OK I am revisting this. My question is I have two overflows and would need to use two canisters. I would take the "J" return pipe off and connect the drain line to the bottom of the tank. The return from the canister would go from the tubing to the megaflow retrun.

Would running two canisters be a problem? I cant imagine it would as I think it would be in essence be the same as running a normal canister.


----------



## 150EH (Dec 6, 2004)

I was looking at 2 tanks today with overflow boxes in the corners, why can't you just remove the overflows and use bulkheads??? Like Inkslinger said, what i saw could easily be removed and you would get much more room in the tank and use your canisters with no problems, I don't see any reason for the overflows in a freshwater tank, but I'm not very familiar with that setup. Two canisters would be a bonus and there's four holes, right.


----------



## odie (Dec 29, 2009)

Yes four holes. Benefit is you could get an overflow action that will pull alot of the organic waste aka the oil slick you will see on the top the tank water. 
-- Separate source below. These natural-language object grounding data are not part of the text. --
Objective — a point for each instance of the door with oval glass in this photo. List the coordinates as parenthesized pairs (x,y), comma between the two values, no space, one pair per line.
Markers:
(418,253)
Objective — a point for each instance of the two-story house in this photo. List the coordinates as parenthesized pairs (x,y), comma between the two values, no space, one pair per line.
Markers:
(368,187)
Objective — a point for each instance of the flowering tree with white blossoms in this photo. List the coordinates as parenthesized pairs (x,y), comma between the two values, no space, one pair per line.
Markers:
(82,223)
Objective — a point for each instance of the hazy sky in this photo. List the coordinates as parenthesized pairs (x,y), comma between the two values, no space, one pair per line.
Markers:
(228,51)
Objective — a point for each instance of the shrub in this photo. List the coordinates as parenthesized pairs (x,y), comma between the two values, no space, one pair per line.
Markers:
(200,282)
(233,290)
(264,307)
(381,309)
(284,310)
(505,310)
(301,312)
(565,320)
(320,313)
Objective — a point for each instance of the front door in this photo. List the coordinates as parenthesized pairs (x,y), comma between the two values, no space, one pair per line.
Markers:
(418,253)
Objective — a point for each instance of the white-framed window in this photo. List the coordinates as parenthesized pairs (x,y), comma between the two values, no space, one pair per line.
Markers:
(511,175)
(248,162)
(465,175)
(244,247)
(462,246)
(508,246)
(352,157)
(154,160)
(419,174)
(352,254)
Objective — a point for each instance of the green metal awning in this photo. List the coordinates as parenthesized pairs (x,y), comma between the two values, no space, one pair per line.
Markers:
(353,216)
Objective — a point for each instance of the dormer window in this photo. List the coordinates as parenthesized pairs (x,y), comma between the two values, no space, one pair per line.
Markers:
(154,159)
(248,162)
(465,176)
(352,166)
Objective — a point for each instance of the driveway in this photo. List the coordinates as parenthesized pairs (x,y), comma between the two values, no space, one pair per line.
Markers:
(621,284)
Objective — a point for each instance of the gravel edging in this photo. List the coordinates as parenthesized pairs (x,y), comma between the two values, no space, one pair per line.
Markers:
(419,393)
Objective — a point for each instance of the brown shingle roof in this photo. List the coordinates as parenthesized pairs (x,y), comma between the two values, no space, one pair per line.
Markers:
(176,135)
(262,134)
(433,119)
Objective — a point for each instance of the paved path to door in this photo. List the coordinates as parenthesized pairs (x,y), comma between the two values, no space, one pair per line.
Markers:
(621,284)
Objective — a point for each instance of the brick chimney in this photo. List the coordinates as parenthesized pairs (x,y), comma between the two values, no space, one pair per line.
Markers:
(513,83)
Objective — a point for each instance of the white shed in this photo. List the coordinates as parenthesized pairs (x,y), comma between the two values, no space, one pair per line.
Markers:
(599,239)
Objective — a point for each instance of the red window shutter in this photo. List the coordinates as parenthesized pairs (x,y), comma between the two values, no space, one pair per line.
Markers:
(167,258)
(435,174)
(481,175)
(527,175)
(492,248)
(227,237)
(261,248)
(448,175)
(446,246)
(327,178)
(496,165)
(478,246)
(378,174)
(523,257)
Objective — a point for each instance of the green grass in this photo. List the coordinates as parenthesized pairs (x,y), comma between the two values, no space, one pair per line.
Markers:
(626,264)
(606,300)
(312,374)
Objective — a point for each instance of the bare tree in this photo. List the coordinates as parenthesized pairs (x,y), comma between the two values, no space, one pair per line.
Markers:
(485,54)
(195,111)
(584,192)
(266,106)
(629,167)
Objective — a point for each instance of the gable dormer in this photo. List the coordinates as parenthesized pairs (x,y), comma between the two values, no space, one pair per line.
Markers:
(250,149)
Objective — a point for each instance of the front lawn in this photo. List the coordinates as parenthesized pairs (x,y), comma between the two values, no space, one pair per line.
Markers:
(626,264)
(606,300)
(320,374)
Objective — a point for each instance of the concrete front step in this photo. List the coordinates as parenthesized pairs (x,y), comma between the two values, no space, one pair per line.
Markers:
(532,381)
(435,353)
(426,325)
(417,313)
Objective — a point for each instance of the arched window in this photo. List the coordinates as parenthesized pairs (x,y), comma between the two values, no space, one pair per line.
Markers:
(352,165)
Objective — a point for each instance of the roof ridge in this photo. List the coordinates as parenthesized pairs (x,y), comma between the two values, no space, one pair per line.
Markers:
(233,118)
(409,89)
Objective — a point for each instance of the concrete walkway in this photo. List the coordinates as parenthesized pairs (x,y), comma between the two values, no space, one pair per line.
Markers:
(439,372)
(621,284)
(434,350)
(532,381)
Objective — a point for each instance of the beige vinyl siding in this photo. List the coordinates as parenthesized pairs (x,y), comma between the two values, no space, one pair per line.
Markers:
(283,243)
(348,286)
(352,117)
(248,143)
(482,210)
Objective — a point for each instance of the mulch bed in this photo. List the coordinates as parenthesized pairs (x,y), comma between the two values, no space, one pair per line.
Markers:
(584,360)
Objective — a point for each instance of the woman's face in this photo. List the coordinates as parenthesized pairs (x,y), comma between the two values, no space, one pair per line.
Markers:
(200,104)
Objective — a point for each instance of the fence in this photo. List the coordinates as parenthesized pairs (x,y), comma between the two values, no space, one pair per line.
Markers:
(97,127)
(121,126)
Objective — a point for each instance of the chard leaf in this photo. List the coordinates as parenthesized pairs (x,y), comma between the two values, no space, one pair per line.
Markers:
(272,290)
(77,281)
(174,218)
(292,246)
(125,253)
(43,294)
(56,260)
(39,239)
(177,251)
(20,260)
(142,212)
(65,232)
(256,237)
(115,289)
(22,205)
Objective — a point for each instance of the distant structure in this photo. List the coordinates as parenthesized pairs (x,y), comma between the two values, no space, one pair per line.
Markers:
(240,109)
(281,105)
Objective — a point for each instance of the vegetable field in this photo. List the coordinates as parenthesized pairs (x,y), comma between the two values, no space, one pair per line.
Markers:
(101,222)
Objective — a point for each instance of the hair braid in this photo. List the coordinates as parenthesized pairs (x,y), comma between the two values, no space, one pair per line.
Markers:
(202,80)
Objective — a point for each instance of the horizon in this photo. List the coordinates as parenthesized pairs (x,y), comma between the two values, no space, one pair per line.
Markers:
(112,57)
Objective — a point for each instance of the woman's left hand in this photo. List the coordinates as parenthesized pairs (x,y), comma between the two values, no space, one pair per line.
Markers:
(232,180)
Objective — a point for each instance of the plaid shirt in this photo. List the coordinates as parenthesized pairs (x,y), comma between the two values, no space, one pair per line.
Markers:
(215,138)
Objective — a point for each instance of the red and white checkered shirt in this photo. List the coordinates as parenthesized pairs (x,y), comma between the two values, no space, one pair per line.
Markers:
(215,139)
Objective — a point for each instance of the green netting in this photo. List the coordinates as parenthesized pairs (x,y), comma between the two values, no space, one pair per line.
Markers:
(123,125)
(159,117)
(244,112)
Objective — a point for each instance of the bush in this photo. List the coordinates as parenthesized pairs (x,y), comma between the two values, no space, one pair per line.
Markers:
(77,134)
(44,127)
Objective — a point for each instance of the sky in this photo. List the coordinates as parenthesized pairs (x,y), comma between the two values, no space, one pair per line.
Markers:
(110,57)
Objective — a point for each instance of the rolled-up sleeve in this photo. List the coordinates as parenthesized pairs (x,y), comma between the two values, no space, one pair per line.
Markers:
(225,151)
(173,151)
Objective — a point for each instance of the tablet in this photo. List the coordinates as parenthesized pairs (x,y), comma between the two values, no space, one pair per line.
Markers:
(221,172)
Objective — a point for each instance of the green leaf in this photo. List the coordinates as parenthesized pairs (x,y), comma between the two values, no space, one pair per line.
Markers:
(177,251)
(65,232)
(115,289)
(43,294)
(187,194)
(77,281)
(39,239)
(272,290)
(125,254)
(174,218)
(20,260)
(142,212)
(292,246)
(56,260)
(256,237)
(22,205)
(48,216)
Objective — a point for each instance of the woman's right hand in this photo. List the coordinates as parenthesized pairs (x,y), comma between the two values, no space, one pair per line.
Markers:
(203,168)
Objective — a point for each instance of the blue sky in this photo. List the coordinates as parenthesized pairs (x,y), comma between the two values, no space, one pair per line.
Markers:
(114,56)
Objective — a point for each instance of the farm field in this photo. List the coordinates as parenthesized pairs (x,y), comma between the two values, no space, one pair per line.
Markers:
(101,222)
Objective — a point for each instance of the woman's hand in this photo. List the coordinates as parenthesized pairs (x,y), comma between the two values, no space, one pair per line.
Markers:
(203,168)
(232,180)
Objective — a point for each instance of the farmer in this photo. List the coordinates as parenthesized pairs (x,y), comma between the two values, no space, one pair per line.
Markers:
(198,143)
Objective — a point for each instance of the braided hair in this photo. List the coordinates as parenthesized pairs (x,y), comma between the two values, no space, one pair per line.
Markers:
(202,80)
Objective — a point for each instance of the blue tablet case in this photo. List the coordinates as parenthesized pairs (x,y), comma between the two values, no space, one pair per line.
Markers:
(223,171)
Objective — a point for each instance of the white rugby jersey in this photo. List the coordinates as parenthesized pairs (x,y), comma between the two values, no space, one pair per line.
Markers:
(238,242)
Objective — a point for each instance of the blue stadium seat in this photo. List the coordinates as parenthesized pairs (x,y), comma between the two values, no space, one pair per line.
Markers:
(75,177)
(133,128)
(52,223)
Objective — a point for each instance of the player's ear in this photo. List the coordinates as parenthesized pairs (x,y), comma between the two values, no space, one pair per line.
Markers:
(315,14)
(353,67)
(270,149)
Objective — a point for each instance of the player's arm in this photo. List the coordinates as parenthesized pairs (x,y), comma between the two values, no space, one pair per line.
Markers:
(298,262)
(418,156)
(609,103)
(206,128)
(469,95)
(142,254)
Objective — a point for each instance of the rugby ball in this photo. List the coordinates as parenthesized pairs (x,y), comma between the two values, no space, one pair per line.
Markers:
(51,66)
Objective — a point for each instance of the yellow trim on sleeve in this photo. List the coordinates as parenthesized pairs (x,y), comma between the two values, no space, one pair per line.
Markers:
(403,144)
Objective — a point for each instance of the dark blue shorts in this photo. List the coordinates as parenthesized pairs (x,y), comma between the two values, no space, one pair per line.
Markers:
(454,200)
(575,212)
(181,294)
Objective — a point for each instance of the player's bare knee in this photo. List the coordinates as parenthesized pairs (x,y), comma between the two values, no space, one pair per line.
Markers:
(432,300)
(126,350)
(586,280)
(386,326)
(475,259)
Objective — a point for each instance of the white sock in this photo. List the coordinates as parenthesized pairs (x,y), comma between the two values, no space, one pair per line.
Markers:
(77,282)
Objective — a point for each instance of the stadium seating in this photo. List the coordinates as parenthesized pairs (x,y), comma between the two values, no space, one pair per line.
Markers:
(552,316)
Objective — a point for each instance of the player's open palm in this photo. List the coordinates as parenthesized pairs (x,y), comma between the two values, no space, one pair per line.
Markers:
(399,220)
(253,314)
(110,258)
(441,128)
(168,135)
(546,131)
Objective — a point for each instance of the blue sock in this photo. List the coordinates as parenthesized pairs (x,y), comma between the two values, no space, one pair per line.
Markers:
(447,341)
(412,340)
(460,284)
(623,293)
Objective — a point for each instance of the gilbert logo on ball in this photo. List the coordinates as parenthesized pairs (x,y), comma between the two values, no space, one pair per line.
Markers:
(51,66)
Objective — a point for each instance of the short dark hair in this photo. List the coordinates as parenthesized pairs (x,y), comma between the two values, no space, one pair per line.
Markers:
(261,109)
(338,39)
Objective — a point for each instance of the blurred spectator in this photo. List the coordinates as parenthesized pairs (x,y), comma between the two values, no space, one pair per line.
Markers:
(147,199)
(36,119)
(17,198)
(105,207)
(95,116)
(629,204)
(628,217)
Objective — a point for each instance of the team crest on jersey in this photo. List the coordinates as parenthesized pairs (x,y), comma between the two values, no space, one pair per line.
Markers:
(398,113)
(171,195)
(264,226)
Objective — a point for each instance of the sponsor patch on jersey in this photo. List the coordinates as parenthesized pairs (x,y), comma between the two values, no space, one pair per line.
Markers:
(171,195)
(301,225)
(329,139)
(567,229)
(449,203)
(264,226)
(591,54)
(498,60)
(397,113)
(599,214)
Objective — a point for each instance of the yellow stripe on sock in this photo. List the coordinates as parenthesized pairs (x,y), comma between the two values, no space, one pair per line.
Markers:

As far as removing them the problem is they are siliconed in and where they cross the normal silicone around the framing (especially at the bottom). When removing might remove the frames silicone.


----------



## Centurion (Jun 5, 2011)

odie said:


> OK I am revisting this. My question is I have two overflows and would need to use two canisters. I would take the "J" return pipe off and connect the drain line to the bottom of the tank. The return from the canister would go from the tubing to the megaflow retrun.
> 
> Would running two canisters be a problem? I cant imagine it would as I think it would be in essence be the same as running a normal canister.


Just like buying a surface skimmer for your canister with the benefit of all evaporation coming out of the overflow and the display always full.


----------



## odie (Dec 29, 2009)

Centurion that is what I was thinking. I am wondering about the option of going with a large single canister like a Fluval FX5 just "T" thereturns and bulkheads from overflows.


----------



## Centurion (Jun 5, 2011)

The split in the return I've seen many times and am certain wouldn't be a problem. I'd imagine combining the drains should work as well.


----------